5. Há alguma demanda que seja mais frequente em relação ao processo psicodiagnóstico de crianças?

Em clínicas-escola geralmente os encaminhamentos ou procuras por atendimento têm alguma relação com o desempenho escolar. O baixo rendimento escolar pode ser causado por uma ampla variedade de fenômenos, mas geralmente, quando o rendimento cai é que as preocupações se tornam maiores, desencadeando a procura por algum tipo de ajuda. Nem sempre a psicologia é a primeira a ser procurada, mas, algum encaminhamento, é bastante provável que os pais acabem procurando um psicólogo.

6. Qual o papel da família no processo?

É bastante importante, tanto no sentido de fornecer informações, como disse anteriormente, como no sentido da disponibilidade para levar a criança para o atendimento e participar do processo. Em boa parte, é pelos olhos dos pais que as crianças vão formar seu julgamento sobre a importância e a necessidade da avaliação e do tratamento. Outra condição importante é a qualidade da vinculação com o terapeuta, mas essa vinculação só ocorrerá se os pais, de várias formas, permitirem. É importante ressaltar que o psicólogo também tem um compromisso com os pais, qual seja o de avaliar a criança e de comunicar o resultado de sua avaliação a eles, explicando, justificando e propondo o encaminhamento que se fizer necessário para cada caso.

7. Quais são as perspectivas e desafios futuros em relação às pesquisas sobre a avaliação psicológica infantil, especialmente com relação à atualização de instrumentos já tradicionais e à validação de novos?

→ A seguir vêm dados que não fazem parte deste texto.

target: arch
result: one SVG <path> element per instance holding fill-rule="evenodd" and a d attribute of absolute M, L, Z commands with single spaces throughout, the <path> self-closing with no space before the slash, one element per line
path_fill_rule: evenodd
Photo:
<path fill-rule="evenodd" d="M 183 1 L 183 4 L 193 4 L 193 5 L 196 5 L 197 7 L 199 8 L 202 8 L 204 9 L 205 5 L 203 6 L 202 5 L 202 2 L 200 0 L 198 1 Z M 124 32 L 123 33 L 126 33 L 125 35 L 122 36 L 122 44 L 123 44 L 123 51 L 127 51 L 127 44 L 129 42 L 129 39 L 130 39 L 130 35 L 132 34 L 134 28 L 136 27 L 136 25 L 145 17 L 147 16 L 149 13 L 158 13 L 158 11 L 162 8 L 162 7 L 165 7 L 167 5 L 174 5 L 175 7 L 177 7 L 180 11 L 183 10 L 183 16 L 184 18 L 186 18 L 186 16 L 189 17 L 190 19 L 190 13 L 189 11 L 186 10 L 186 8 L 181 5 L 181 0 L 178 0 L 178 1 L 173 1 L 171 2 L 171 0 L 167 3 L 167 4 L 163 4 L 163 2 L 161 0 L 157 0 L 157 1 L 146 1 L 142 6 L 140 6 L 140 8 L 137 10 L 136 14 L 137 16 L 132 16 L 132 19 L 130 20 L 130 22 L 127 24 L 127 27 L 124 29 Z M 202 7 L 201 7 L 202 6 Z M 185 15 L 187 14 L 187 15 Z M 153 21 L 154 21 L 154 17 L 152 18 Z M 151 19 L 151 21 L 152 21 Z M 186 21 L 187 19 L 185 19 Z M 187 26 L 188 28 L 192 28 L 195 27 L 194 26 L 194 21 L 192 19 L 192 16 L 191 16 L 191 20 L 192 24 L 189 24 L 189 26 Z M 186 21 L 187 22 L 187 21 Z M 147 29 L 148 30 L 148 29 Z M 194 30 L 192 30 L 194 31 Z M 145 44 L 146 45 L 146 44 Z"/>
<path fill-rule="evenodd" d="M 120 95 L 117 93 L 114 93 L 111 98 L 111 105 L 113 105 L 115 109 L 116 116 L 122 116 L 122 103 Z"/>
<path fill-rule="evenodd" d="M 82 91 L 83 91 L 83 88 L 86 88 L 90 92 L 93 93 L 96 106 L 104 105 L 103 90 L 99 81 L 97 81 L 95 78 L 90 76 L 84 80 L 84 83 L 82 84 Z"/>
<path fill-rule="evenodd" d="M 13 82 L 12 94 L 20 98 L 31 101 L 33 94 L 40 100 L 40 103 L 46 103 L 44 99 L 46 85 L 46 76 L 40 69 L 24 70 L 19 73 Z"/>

São vários desafios, há muito que se fazer. Como disse anteriormente, os instrumentos disponíveis atualmente para utilização ainda são muito escassos e os que existem são deficitários em termos de validade e padronização. Então, é preciso validar instrumentos para uma variedade de construtos bem mais ampla do que a existente atualmente, é necessário validar instrumentos já existentes ou novos para contextos diferentes, como para crianças com necessidades especiais, por exemplo. É necessário desenvolver instrumentos de avaliação mediados pelo computador, que são altamente atrativos para as crianças e incluem possibilidades mais vantajosas em relação ao formato lápis-papel. Algumas dessas vantagens é a possibilidade de trabalhar com movimento, contagens de tempo automatizadas (mais precisas) e também com um cenário visual mais atrativo para o público infantil. Também há necessidade de padronizar instrumentos para as diferentes realidades sociais, econômicas e culturais encontradas nas diferentes regiões do país. A região norte, por exemplo, ainda é muito negligenciada quando se padroniza um instrumento.

8. Uma de suas linhas de pesquisa referem-se à avaliação da emoção de crianças. O Dr. poderia contar um pouco esses estudos? Em que sentido eles podem auxiliar na prática da avaliação clínica infantil?

Minha experiência se deu com a construção de um instrumento para avaliação da inteligência emocional em crianças. Essa avaliação se mostrou bastante relacionada a outros tipos de inteligência como era de se esperar, com desempenho escolar e com traços de personalidade, especialmente com o neuroticismo. Portanto, é um teste que pode fornecer informações muito importantes não apenas sobre a inteligência emocional em si, mas também em relação a essas outras variáveis que se mostraram relacionadas à inteligência emocional. Por exemplo, uma criança com alta inteligência emocional, é mais provável que tenha também resultados elevados em outros tipos de inteligência, que se saia bem na escola e que sua personalidade seja mais estável do que instável emocionalmente. Já uma criança com baixa inteligência emocional tende a apresentar também resultados mais baixos em outros tipos de inteligência, a ter baixo rendimento escolar e a ser mais instável emocionalmente. Além disso, é um teste bastante lúdico, construído com base em pequenas histórias que são contadas para as crianças e sobre as quais as crianças são questionadas quanto à percepção sobre as emoções experimentadas por um determinado personagem, sobre como ela compreende o contexto emocional da história e sobre como as emoções poderiam ser controladas ou expressadas de forma apropriada em cada história. Então, é um instrumento que pode proporcionar uma avaliação bastante lúdica e também informativa para o psicólogo.